On peut en déduire logiquement que Marie de Magdala a pu être l’une de ces femmes juives du 1er siècle qui suivent Jésus par soif d’une spiritualité libératrice en réponse à leur époque tourmentée. Ce qui veut dire par le retour aux sources des saintes Ecritures en lien avec la vie concrète, (ce en quoi Jésus, selon la sagesse pharisienne, excellait). L’évangile de Luc évoque des femmes (Jeanne, Suzanne et d’autres) qui font partie du groupe itinérant des disciples en contribuant à leur entretien, mais surtout en s’instruisant de la Torah à égalité avec les hommes, ce qui était nouveau. Lorsque Jésus est accueilli chez Marthe et Marie, c’est le signe qu’il a pour elles autant de considération que pour des hommes et qu’il les juge dignes de la compréhension du message biblique.

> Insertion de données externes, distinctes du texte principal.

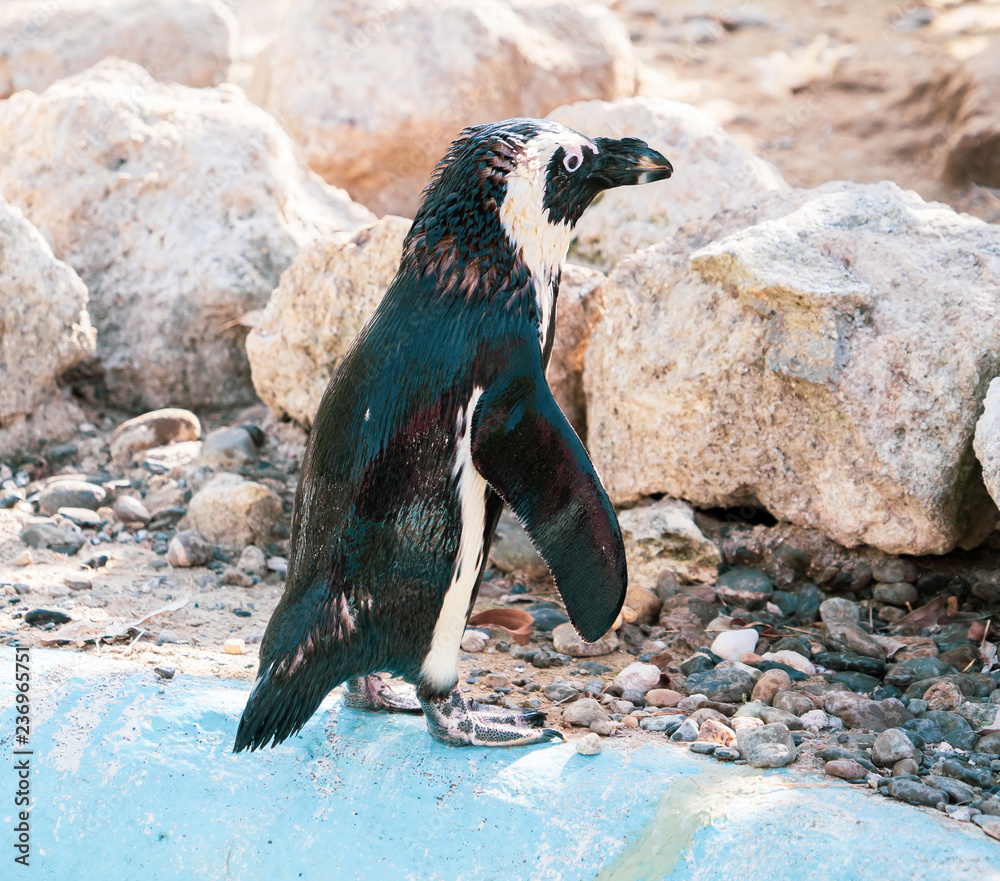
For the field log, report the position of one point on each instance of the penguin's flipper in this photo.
(529, 454)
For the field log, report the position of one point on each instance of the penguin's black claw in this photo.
(372, 694)
(453, 722)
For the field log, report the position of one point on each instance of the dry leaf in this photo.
(661, 660)
(517, 623)
(110, 628)
(925, 616)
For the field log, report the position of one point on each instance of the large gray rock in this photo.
(232, 512)
(184, 41)
(375, 91)
(987, 440)
(713, 173)
(581, 304)
(44, 330)
(799, 365)
(664, 536)
(332, 289)
(178, 207)
(313, 316)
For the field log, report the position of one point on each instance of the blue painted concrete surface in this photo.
(133, 777)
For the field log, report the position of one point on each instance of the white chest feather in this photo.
(440, 667)
(543, 244)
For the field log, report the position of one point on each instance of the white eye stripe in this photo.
(573, 158)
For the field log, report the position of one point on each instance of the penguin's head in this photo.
(518, 187)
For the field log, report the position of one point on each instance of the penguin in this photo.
(439, 414)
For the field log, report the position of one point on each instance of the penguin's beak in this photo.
(626, 163)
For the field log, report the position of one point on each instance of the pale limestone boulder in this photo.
(827, 365)
(332, 289)
(313, 316)
(579, 307)
(375, 91)
(44, 330)
(712, 173)
(184, 41)
(178, 207)
(233, 512)
(664, 536)
(987, 440)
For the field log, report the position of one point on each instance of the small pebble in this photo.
(943, 696)
(166, 636)
(584, 713)
(733, 644)
(769, 684)
(638, 677)
(473, 641)
(846, 769)
(78, 582)
(588, 745)
(663, 697)
(686, 732)
(726, 754)
(130, 510)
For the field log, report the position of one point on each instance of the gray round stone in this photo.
(749, 588)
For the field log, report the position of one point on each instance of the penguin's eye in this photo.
(573, 159)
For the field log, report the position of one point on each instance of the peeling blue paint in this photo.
(134, 778)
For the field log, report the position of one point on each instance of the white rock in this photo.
(664, 536)
(252, 561)
(793, 660)
(638, 677)
(588, 745)
(331, 290)
(713, 173)
(44, 330)
(987, 440)
(184, 41)
(581, 303)
(734, 644)
(815, 719)
(314, 314)
(232, 512)
(178, 207)
(473, 641)
(375, 92)
(798, 365)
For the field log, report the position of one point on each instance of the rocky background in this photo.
(784, 361)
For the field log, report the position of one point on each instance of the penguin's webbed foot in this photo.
(373, 694)
(454, 722)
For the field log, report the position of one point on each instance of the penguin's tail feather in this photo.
(280, 704)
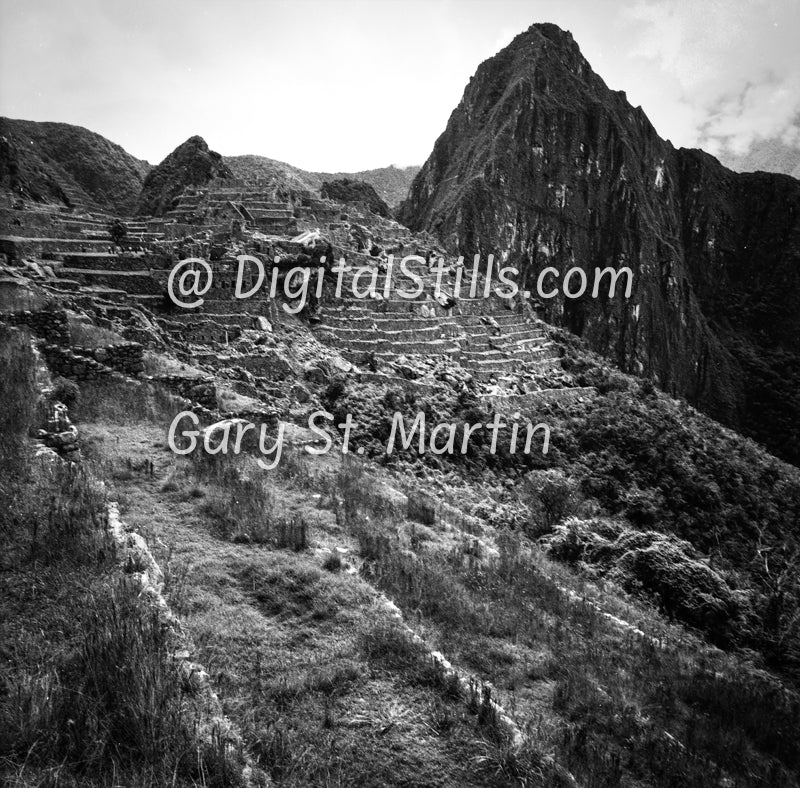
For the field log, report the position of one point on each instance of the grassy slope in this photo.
(285, 640)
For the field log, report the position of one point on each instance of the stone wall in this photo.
(51, 325)
(64, 362)
(125, 357)
(201, 389)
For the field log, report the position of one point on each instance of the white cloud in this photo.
(734, 70)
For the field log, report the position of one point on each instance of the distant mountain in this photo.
(190, 164)
(391, 183)
(348, 190)
(69, 165)
(768, 155)
(543, 163)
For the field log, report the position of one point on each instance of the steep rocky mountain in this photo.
(63, 164)
(190, 164)
(391, 183)
(543, 163)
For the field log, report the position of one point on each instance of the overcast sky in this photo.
(329, 85)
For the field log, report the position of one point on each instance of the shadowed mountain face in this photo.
(190, 164)
(64, 164)
(543, 162)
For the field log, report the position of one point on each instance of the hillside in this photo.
(391, 183)
(190, 164)
(770, 155)
(540, 160)
(63, 164)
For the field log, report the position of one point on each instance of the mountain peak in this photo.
(192, 163)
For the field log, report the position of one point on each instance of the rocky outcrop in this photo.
(190, 164)
(542, 164)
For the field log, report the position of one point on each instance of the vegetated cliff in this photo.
(190, 164)
(349, 190)
(63, 164)
(543, 164)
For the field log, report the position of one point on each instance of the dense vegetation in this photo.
(60, 163)
(704, 523)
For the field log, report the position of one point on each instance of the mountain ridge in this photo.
(543, 162)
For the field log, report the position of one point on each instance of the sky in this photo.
(357, 84)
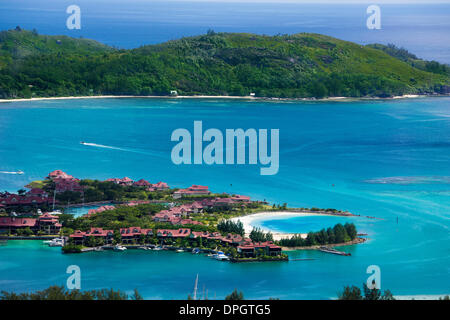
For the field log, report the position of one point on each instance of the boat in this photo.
(56, 242)
(220, 256)
(333, 251)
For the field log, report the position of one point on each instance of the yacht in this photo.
(56, 242)
(220, 256)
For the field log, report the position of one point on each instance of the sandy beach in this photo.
(215, 97)
(248, 221)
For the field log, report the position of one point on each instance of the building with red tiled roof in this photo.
(124, 181)
(142, 183)
(59, 174)
(132, 234)
(173, 233)
(46, 223)
(194, 190)
(79, 237)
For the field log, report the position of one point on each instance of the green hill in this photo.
(299, 65)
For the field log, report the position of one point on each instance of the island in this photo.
(143, 215)
(297, 66)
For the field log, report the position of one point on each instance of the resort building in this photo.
(250, 249)
(194, 190)
(58, 174)
(33, 197)
(160, 186)
(46, 224)
(142, 183)
(99, 209)
(133, 234)
(124, 181)
(79, 237)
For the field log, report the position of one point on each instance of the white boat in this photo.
(56, 242)
(221, 256)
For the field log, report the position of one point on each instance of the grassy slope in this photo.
(298, 65)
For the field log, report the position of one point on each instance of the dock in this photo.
(334, 251)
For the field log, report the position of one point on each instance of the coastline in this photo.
(343, 99)
(248, 220)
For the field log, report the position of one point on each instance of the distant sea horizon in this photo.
(420, 28)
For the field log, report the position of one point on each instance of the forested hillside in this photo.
(299, 65)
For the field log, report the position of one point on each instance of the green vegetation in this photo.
(354, 293)
(295, 66)
(71, 248)
(228, 226)
(257, 235)
(411, 59)
(235, 295)
(338, 234)
(60, 293)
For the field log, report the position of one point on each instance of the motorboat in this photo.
(56, 242)
(220, 256)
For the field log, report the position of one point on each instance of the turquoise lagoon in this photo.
(385, 158)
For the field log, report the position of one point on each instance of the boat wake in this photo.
(149, 153)
(12, 172)
(101, 146)
(411, 180)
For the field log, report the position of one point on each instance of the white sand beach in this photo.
(249, 222)
(214, 97)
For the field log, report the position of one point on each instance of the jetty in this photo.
(333, 251)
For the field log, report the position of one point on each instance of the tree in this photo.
(350, 293)
(371, 294)
(235, 295)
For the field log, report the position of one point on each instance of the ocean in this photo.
(420, 28)
(388, 159)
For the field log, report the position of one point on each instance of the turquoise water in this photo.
(82, 210)
(302, 224)
(386, 159)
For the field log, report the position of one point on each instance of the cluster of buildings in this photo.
(160, 186)
(100, 209)
(179, 214)
(35, 196)
(193, 190)
(244, 246)
(65, 182)
(46, 224)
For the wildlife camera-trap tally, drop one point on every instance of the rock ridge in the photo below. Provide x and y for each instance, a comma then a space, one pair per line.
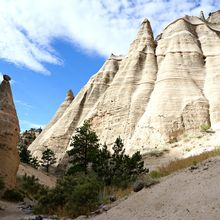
159, 90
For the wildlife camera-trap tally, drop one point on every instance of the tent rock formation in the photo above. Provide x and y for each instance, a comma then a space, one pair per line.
161, 89
9, 135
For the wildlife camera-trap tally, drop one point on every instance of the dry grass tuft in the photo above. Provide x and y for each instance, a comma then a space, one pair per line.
177, 165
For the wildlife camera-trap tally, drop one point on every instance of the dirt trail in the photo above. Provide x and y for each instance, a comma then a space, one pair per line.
186, 195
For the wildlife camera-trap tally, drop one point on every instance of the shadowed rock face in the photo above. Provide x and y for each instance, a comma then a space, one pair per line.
9, 135
161, 89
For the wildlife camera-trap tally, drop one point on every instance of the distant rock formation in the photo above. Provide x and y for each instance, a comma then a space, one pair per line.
9, 135
161, 89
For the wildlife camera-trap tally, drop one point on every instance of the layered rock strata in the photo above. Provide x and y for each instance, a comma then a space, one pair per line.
9, 135
150, 97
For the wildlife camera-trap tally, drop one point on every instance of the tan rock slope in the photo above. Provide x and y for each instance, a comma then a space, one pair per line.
9, 135
150, 97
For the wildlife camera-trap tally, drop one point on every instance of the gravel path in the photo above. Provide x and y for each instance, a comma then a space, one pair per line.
186, 195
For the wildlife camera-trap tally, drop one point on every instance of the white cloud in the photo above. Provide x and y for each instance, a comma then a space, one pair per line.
28, 28
1, 78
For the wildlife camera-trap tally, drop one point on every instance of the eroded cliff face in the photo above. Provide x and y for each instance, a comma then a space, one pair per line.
9, 135
161, 89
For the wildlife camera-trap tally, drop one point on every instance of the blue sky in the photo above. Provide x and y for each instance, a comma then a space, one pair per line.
48, 47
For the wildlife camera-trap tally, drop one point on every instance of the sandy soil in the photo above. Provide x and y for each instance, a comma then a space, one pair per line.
10, 211
43, 177
186, 195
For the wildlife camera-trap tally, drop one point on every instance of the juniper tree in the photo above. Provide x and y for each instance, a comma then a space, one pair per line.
48, 158
85, 148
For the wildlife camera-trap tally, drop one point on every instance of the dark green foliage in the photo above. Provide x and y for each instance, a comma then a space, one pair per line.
85, 148
101, 165
34, 162
73, 195
2, 184
48, 159
31, 187
118, 168
24, 153
13, 195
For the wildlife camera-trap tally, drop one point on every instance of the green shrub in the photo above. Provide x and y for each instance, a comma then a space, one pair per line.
155, 174
2, 184
13, 195
72, 196
31, 187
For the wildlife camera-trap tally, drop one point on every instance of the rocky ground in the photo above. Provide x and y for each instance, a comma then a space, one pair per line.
190, 194
43, 177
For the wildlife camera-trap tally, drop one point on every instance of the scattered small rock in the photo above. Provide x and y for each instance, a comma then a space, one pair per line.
38, 217
194, 167
138, 185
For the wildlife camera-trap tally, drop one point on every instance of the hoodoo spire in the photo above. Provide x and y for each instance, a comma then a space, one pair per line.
9, 134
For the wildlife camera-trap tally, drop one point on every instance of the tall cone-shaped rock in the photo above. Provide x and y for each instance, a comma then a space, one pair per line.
9, 135
124, 102
57, 134
161, 89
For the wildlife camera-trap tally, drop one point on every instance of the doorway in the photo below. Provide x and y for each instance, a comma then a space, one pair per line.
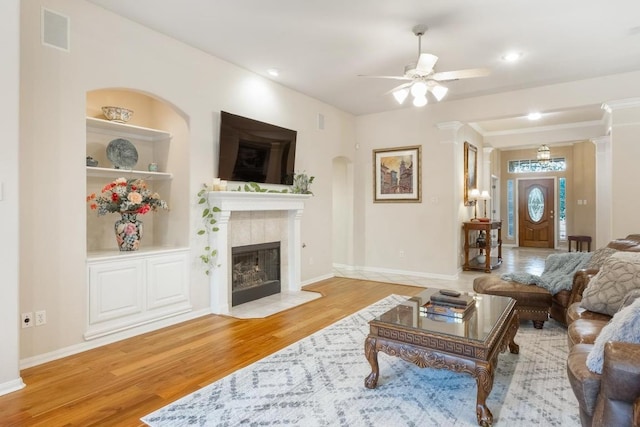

Marie de Magdala a pris sa vie en mains grâce à l’enseignement messianique de Jésus, elle a réalisé son émancipation spirituelle en se cultivant et en se purifiant intellectuellement de toute influence du paganisme ambiant. Régénérée par l’enseignement de Jésus, elle a refusé à ce titre les fausses valeurs destructrices et les illusions d’une modernité philosophique de l’époque. On comprend sa reconnaissance et sa fidélité envers le Maître après son retour aux sources vives du judaïsme : elle sera aux pieds de la croix du Golgotha, comme elle sera le premier témoin de la résurrection du Christ. Triomphe de la cause de la vérité de Dieu impliquant celle de l’intégralité humaine.
Pour mieux comprendre qui est réellement cette femme forte imprégnée d’esprit biblique et assumant fièrement sa féminité par un choix de vie exigeant, il vaut la peine de s’intéresser à son nom : « Magdala » qui a donné en français Marie la Magdaléenne, ou Marie Magdeleine…
De l’hébreu mi-gd-al, « croître », Marie Magdala est cette personne à laquelle une rencontre décisive avec le Messie a permis de grandir en faisant le lien entre la Parole de Dieu et sa vie de femme qui prend ses responsabilités.
Affranchie des influences démoniaques du paganisme, son âme a été libérée et grandie.
Mais migdal signifie aussi « tour de guet ». Marie qui s’est réapproprié son avenir et sa dignité en se mettant à l’école de Jésus a accédé spirituellement à la même position que cette tour, fréquente aux abords des vignes en Israël, et du haut de laquelle le veilleur posté voit se lever l’aurore d’un jour nouveau ! Marie de Magdala, prenant de la hauteur de vues, est devenue sentinelle du monde à venir !
La tour des veilleurs aux abords de la vigne…Chacun sait combien la vigne symbolise Israël dans la littérature biblique. Ainsi, Marie de Magdala, fille d’Israël prise en considération dans sa dignité de femme et sa quête d’une foi biblique en lien avec la vie, est devenue le premier témoin-clé de la résurrection de Jésus et des perspectives lumineuses offertes par cet événement. Elle est à ce niveau l’une des proches de Yeshua, Messie d’Israël, lumière pour le monde entier et les nations en crise. L’apôtre Paul l’a affirmé : Christ est l’« aîné d’une multitude de frères et de sœurs » appelés dès aujourd’hui à la vraie vie…
Abbé Alain René Arbez
Image de couverture : Paolo Veronese, La conversion de Marie Magdala, 1548.